8. Run the following command to start yarn:

$ Sbin/start-yarn.sh

You can use the Web interface to view the running status of namenode. The URL is http: // localhost: 8088.

The command to stop HDFS is:

$ Sbin/stop-yarn.sh

After HDFS and yarn are started, you can run the JPS command to check whether the startup is successful.

9. Run the test program.

1) run the following command to test and calculate pi:

$ Bin/hadoop jar share/hadoop/mapreduce/hadoop-mapreduce-examples-2.5.0.jar PI 20 10

2) To test grep, first upload the input file to HDFS. The command is as follows:

$ Bin/hdfs dfs-put ETC/hadoop Input

Run the grep program with the following command:

$ Bin/hadoop jar share/hadoop/mapreduce/hadoop-mapreduce-examples-2.5.0.jar grep input output 'dfs [A-Z.] +'

The output result is as follows:

10. Add environment variables for easy use of start-dfs.sh, start-yarn.sh and other commands (optional ).
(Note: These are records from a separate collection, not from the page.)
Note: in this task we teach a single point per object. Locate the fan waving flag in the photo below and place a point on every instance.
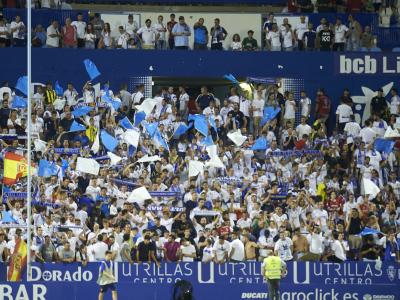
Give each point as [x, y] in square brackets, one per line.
[260, 144]
[125, 123]
[75, 126]
[82, 111]
[18, 261]
[108, 141]
[22, 85]
[91, 69]
[19, 102]
[14, 166]
[270, 113]
[59, 90]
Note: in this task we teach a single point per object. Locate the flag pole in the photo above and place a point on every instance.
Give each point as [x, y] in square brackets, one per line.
[29, 146]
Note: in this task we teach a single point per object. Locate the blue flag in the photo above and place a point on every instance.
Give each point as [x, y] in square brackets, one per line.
[151, 128]
[22, 85]
[207, 141]
[383, 145]
[231, 78]
[126, 123]
[115, 104]
[200, 123]
[19, 102]
[158, 138]
[82, 111]
[58, 88]
[108, 141]
[367, 231]
[47, 168]
[182, 128]
[75, 126]
[269, 113]
[6, 217]
[91, 69]
[139, 117]
[260, 144]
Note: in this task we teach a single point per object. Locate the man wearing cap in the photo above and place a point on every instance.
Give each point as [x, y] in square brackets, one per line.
[273, 269]
[249, 43]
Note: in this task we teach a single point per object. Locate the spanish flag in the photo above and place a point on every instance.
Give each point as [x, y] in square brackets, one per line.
[18, 261]
[14, 167]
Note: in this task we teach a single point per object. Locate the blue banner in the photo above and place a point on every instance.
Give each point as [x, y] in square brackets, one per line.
[312, 281]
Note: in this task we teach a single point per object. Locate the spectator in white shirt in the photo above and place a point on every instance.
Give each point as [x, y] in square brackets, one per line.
[80, 26]
[237, 249]
[274, 39]
[299, 31]
[149, 35]
[131, 27]
[221, 250]
[343, 113]
[53, 36]
[394, 102]
[17, 29]
[305, 104]
[340, 32]
[161, 30]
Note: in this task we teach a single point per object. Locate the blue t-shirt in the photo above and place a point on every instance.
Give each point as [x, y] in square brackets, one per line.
[200, 34]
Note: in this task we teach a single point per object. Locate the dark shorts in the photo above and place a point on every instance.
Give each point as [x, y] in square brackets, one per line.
[105, 288]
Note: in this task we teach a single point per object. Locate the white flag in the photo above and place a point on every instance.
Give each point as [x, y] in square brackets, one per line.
[237, 137]
[96, 145]
[147, 106]
[131, 136]
[370, 188]
[114, 159]
[195, 168]
[147, 158]
[97, 90]
[87, 165]
[139, 195]
[40, 145]
[215, 162]
[212, 151]
[390, 133]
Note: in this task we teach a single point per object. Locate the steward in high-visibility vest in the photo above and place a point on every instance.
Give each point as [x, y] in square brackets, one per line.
[273, 267]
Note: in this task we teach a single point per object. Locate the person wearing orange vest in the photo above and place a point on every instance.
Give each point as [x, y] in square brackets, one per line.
[273, 269]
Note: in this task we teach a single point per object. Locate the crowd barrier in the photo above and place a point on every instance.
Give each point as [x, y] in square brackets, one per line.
[45, 16]
[234, 281]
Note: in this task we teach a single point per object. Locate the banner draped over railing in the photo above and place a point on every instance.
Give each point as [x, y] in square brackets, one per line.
[311, 280]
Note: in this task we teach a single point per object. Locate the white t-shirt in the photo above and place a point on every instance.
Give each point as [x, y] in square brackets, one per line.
[352, 128]
[305, 106]
[338, 250]
[303, 129]
[274, 38]
[221, 249]
[239, 250]
[301, 28]
[148, 35]
[80, 28]
[316, 243]
[258, 106]
[283, 248]
[190, 249]
[290, 112]
[17, 34]
[344, 111]
[340, 32]
[159, 27]
[394, 105]
[52, 41]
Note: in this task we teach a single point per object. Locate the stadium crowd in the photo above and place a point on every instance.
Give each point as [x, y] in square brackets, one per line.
[174, 34]
[292, 182]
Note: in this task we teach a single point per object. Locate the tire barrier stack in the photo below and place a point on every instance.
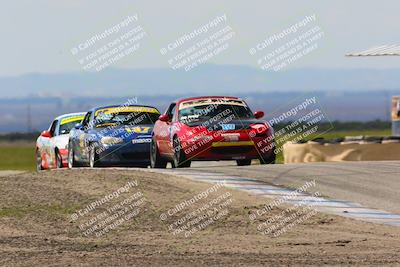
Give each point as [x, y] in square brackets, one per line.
[349, 148]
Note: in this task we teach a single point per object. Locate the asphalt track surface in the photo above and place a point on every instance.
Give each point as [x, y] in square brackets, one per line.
[372, 184]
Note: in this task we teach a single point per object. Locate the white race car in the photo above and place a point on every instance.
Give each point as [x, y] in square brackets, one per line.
[52, 145]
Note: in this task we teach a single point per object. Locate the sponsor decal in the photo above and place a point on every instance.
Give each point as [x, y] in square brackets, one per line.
[227, 127]
[138, 129]
[71, 119]
[141, 140]
[114, 110]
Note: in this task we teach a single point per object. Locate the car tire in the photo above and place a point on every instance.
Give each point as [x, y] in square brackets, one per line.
[156, 161]
[71, 157]
[93, 157]
[268, 160]
[39, 166]
[59, 164]
[243, 162]
[179, 160]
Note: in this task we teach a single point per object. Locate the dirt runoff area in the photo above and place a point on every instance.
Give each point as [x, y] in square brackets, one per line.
[102, 217]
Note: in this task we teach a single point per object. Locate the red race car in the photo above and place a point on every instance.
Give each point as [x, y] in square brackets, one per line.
[211, 128]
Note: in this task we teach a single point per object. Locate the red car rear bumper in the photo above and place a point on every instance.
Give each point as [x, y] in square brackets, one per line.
[225, 147]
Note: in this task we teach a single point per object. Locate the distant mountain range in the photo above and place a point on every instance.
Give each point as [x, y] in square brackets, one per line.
[29, 102]
[207, 79]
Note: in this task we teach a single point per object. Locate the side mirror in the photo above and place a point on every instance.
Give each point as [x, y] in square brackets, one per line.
[258, 114]
[45, 134]
[164, 118]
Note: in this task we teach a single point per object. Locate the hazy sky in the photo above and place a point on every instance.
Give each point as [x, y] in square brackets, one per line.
[37, 36]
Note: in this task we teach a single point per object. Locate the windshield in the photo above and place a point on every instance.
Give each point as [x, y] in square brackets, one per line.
[125, 118]
[66, 124]
[200, 113]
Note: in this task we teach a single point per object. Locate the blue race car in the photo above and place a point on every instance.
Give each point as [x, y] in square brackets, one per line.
[113, 136]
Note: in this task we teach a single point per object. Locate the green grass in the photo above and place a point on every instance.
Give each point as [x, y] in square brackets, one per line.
[18, 157]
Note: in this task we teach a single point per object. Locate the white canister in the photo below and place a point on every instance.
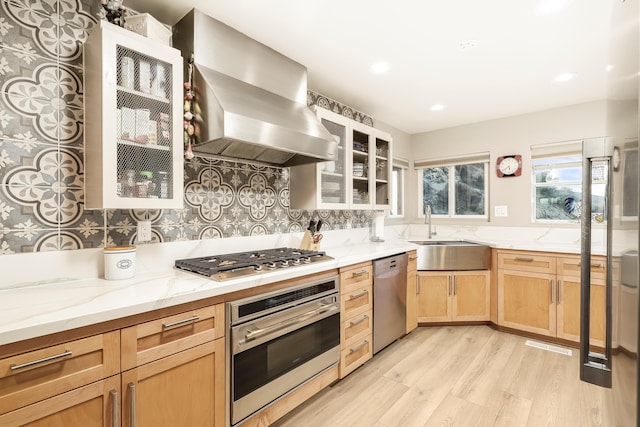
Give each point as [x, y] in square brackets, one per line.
[119, 262]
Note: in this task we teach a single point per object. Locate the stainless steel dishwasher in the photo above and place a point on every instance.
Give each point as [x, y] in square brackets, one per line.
[389, 300]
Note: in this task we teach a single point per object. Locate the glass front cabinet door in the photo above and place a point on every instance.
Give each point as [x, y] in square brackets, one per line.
[359, 179]
[133, 121]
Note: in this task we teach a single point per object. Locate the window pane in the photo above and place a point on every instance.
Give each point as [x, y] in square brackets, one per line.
[558, 203]
[630, 184]
[435, 184]
[397, 191]
[469, 190]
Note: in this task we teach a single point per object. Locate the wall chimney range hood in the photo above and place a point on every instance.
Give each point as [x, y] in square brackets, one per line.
[252, 98]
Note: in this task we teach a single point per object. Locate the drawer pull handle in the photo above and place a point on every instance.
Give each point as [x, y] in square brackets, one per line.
[358, 295]
[360, 320]
[132, 404]
[359, 346]
[67, 353]
[114, 408]
[179, 323]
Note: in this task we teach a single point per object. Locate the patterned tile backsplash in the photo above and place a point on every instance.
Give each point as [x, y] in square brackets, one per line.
[41, 153]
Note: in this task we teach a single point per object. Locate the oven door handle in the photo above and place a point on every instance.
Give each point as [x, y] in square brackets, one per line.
[255, 334]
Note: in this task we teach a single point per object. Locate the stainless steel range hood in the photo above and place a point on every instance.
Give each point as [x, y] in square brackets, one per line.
[252, 98]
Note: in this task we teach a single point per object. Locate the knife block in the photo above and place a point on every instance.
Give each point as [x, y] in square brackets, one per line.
[307, 242]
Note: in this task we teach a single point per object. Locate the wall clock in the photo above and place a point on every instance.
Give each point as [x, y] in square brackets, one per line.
[509, 166]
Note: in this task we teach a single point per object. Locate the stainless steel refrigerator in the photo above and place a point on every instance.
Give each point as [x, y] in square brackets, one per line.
[609, 225]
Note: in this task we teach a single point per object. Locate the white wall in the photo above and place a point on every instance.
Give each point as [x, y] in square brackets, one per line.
[511, 135]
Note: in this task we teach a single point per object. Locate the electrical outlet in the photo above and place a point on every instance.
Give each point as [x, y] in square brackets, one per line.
[144, 231]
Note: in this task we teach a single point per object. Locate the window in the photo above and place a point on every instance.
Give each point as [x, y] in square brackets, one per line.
[458, 189]
[397, 187]
[557, 188]
[557, 183]
[630, 181]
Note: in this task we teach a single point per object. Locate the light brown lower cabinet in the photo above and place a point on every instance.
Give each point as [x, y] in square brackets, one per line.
[93, 405]
[449, 296]
[540, 293]
[412, 291]
[186, 388]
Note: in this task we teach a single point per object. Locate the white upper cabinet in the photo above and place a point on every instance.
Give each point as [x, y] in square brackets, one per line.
[359, 179]
[133, 121]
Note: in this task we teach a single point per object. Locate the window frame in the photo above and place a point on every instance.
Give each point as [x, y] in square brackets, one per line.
[398, 188]
[451, 165]
[535, 185]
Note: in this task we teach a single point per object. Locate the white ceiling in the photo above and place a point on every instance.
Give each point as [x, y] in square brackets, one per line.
[510, 71]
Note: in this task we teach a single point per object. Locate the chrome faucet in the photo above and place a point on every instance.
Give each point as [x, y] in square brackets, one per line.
[427, 220]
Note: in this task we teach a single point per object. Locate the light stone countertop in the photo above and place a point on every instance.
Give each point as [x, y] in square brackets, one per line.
[30, 310]
[45, 293]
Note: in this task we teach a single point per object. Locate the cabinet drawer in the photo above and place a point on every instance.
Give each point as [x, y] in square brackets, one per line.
[356, 352]
[527, 261]
[356, 325]
[412, 264]
[153, 340]
[30, 377]
[356, 302]
[356, 276]
[570, 266]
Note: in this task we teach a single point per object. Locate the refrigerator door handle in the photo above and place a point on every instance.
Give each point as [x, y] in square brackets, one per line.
[595, 368]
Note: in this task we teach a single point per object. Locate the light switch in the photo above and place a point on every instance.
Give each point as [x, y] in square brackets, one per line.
[501, 211]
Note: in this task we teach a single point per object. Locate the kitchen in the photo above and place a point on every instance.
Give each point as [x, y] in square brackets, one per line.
[268, 227]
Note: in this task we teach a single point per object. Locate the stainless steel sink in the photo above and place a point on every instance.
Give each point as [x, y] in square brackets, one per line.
[452, 255]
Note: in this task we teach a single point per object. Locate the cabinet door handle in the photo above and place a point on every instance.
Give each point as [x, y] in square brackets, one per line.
[66, 353]
[559, 291]
[114, 408]
[360, 320]
[358, 295]
[179, 323]
[359, 346]
[132, 404]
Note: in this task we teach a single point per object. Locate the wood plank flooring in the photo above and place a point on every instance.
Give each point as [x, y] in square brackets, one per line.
[459, 376]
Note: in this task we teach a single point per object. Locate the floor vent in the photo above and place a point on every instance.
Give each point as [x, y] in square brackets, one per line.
[548, 347]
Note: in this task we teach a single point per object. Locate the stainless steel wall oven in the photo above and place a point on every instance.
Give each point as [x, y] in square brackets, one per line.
[280, 340]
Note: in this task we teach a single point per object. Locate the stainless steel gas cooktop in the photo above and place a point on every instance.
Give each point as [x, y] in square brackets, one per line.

In ~ /. Add environment variables to the bashrc file as follows:

Export Path = $ hadoop_home/bin: $ hadoop_home/sbin: $ path

Then compile and run the following command:

$ Source ~ /. Bashrc

Yes ~ The variable added in the/. bashrc file for reference.
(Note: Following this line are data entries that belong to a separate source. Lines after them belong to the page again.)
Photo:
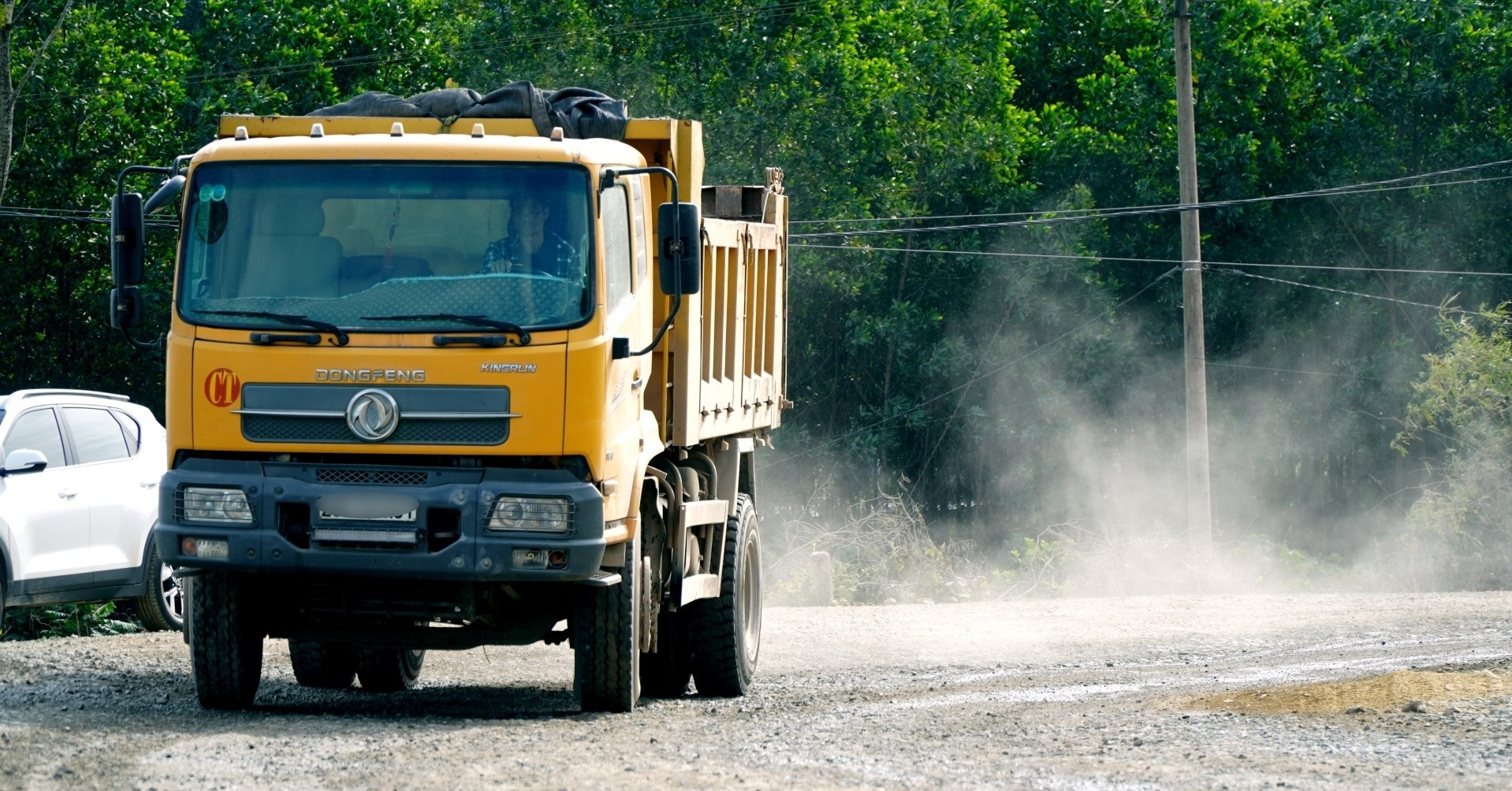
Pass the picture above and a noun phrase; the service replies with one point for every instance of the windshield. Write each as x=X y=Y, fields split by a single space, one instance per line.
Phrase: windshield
x=357 y=244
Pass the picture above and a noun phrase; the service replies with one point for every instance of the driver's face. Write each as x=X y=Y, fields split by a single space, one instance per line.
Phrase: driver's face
x=530 y=215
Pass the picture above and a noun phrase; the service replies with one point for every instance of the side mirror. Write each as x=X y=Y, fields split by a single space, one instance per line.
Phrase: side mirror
x=126 y=307
x=24 y=460
x=166 y=192
x=681 y=247
x=126 y=240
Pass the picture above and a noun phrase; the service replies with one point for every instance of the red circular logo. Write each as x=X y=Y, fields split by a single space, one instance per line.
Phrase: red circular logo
x=222 y=388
Hadoop yarn installation-standalone pseudo distributed environment

Contact Us

The content source of this page is from Internet, which doesn't represent Alibaba Cloud's opinion; products and services mentioned on that page don't have any relationship with Alibaba Cloud. If the content of the page makes you feel confusing, please write us an email, we will handle the problem within 5 days after receiving your email.

If you find any instances of plagiarism from the community, please send an email to: info-contact@alibabacloud.com and provide relevant evidence. A staff member will contact you within 5 working days.

A Free Trial That Lets You Build Big!

Start building with 50+ products and up to 12 months usage for Elastic Compute Service

  • Sales Support

    1 on 1 presale consultation

  • After-Sales Support

    24/7 Technical Support 6 Free Tickets per Quarter Faster Response

  • Alibaba Cloud offers highly flexible support services tailored to meet your exact needs.